Question: Dipladenia with new brown leaves
I would like to ask for advice for my Dipladenia.
It was great until ten days ago. All dark green and bright leaves, a couple of buds. Then, I don't know if with the arrival of the heat (I live in Barcelona), some leaves started to turn yellow. If I look under the leaves, the lower surface has green dots, like bubbles.
But the thing that worries me most is that I have now noticed that the new leaves are brown and curled ...
There are too many things that could be the cause, and I would like to go by exclusion until I consider the (or the) most likely, to act accordingly:
1) could it be the heat (it is exposed only to the morning sun, until midday)?
2) the red spider mite (I have some on other plants, but I haven't seen any on Dipladenia yet)
3) have it fertilized? A month ago I spread a few tablets of fertilizer in granules (about fifteen, on a 18 cm diameter pot)
Thanks in advance!
Answer: Dipladenia with new brown leaves
let's say that all the causes you indicate may have contributed to the conditions of your dipladenia:
- dipladenias love semi-shaded positions; tolerate direct sun, but possibly only for a few hours a day; unless they belong to the sundavilla variety, which loves direct sun, even all day long.
- maybe the fertilizer is too much, but if you have used a granular fertilizer you should be able to remove about half of the granules (although in fact, it does not seem to me that it is an excessive quantity).
- in all likelihood your dipladenia has been attacked by some parasite, such as mealybug, red spider mite or aphids; the bubbles under the leaves suggest the cochineal, which, together with the red spider mite, refers to a warm, dry and poorly ventilated climate. To eradicate these insects you can try with a systemic insecticide-acaricide, that is to be supplied in the irrigation water, and enter the circulation in the plant. In this way it should not create problems for useful insects that settle on flowers, but should defeat all insects that feed on leaves.
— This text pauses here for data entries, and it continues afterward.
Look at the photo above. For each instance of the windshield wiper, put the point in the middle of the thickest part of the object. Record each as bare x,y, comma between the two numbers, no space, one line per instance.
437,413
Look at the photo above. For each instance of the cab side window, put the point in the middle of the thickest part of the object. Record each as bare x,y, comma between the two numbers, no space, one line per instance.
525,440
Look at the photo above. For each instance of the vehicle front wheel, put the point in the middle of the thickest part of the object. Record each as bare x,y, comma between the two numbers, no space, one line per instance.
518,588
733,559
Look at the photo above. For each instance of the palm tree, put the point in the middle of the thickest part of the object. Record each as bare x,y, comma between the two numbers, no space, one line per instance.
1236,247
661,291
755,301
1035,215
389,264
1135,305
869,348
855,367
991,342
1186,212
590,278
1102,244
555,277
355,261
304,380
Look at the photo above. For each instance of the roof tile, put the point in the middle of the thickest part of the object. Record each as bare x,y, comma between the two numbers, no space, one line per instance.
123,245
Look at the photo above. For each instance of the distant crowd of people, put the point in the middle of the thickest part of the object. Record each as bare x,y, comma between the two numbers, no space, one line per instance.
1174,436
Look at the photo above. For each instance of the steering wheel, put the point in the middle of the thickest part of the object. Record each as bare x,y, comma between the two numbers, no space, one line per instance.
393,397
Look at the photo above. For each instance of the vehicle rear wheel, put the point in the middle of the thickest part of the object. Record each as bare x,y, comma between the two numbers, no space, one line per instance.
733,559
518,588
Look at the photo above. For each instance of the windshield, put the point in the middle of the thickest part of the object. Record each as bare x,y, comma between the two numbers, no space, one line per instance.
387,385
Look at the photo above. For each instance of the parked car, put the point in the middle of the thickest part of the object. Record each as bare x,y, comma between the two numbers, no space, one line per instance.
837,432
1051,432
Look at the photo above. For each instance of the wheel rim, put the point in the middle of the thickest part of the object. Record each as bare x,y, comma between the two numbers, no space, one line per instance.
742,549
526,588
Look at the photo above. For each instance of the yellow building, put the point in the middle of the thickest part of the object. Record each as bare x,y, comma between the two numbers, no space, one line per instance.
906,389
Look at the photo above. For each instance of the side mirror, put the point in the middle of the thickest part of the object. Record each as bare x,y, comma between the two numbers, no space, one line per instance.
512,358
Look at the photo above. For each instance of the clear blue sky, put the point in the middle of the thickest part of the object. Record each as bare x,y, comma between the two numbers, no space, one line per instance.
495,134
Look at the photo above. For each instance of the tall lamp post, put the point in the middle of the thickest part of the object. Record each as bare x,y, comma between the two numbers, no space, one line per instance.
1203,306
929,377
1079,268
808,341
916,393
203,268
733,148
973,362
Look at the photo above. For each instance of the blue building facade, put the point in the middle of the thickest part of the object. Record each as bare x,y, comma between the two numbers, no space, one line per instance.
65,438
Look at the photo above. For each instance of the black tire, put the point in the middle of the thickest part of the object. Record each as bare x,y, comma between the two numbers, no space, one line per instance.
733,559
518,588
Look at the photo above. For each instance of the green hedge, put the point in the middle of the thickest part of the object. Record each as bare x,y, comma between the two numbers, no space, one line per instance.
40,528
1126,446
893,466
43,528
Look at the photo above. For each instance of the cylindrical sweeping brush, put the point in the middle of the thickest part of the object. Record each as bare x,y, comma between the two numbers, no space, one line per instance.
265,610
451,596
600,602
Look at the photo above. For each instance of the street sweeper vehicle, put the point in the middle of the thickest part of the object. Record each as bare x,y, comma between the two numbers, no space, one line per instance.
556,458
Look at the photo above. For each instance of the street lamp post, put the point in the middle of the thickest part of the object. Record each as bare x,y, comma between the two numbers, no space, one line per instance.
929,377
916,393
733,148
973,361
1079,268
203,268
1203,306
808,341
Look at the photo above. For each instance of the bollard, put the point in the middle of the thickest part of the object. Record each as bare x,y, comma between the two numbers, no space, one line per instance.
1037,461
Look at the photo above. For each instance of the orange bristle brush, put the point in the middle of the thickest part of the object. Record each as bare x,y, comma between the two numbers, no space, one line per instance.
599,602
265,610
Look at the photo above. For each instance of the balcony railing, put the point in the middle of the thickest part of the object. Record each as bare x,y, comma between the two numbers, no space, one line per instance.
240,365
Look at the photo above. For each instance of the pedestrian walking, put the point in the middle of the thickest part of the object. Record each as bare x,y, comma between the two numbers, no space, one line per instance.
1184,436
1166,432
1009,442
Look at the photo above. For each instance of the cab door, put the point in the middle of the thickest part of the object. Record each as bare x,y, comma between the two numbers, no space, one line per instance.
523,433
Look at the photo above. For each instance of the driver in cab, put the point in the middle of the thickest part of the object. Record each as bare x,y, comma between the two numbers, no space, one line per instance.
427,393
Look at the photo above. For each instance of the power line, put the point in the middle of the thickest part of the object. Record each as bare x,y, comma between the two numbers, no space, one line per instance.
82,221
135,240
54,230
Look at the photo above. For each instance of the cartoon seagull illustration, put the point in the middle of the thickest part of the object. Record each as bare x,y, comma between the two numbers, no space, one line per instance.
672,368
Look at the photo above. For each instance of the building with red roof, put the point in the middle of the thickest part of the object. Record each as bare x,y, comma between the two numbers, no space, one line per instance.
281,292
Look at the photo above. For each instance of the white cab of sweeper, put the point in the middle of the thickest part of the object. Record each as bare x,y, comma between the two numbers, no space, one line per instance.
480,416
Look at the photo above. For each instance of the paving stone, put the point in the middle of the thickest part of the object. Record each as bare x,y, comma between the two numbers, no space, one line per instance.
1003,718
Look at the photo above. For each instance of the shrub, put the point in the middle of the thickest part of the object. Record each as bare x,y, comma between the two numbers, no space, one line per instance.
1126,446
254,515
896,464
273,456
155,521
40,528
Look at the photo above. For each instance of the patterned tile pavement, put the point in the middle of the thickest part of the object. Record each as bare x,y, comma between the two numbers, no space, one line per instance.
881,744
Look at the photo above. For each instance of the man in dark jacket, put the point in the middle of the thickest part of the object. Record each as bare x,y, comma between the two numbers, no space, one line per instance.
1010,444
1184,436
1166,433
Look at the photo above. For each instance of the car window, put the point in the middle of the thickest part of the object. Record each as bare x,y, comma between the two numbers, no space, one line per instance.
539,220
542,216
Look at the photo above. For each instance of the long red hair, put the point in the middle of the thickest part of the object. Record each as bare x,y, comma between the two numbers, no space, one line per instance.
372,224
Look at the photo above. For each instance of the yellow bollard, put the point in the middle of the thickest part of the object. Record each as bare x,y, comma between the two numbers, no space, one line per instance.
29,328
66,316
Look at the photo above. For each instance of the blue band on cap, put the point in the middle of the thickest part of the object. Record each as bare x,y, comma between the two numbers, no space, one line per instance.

Look for a systemic insecticide and acaricide in the nursery, asking the nurseryman for advice if necessary; these are specific products, which must be used in the ground and not sprayed on the leaves; they also exist in tablets, to be put in the pot, which melt every time you water. Always check that the insecticide you are using works against the insects or small spiders you want to get rid of; and therefore on the label the insecticide must specify to work against the cochineal, and also to be an acaricide (the red spider mites are not insects, and most of the insecticides leave them perfectly free).
In any case, since these are insects that develop in very hot, dry and poorly ventilated conditions, try also to move (if possible) your dipladenia in a slightly more shady and possibly even more ventilated area; and when you remember, in addition to watering it, vaporize the leaves with distilled water.